Filmmaker: And you composed music.

Locks: Yeah. I wrote the music for it. I thought the kalimba would be a good instrument to use because it is metal bars. So, I sent that to Rob.

Freedom/Time from Rob Shaw on Vimeo.

Filmmaker: So, some of these students had never done any kind of drawing before?

Locks: The artists applied to be in this class. It’s an art class, so everyone came with some interest in art. The class ranged from people that were really good to people that didn’t have a lot of experience drawing. Animation is perfect because if you can draw a stick figure you can do animation. Some of the people were apprehensive because of their skills, but I let them know that it’s the intention that they are putting behind their story which is really going to propel the animation. And I found that to be true.

Filmmaker: The pieces are truly amazing and – do you want to talk about some of them – what they thought up?

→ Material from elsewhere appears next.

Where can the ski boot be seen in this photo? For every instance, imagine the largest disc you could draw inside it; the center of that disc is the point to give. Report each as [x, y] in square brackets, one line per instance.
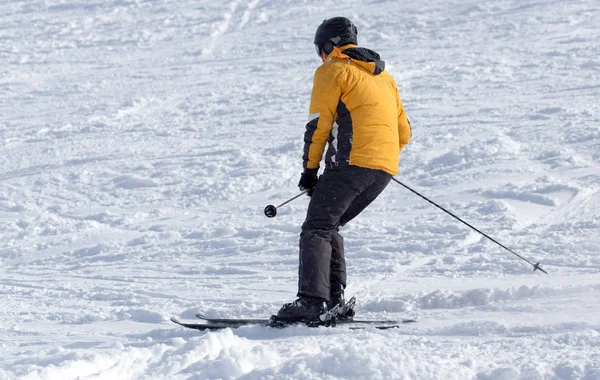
[305, 308]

Locks: I found people’s different approaches fascinating. I enjoyed one where time is picked up by a trash company and they process and recycle time and make bars out of time, and then the bars end up being the bars of the prison. I thought that was super heavy, and on top of that, that one had a lot of storytelling and movement within ten seconds — different camera angles and everything. That was pretty fascinating, and that artist was one of the guys who had been most insecure about his drawing talents. But his piece came out fantastic. It’s kind of a poignant piece that begins with hands in chains. The chains are broken and from the first-person perspective, the protagonist runs across a field and then flies into the sky, escaping into outer space only to encounter aliens who put him back into chains. I was fascinated by how organized he was in laying out his whole project – he had it all laid out, he was drawing the hands, the perspective of the horizon coming – the way people engaged in the process was fascinating.

Filmmaker: I love that one. Actually, I love all of them.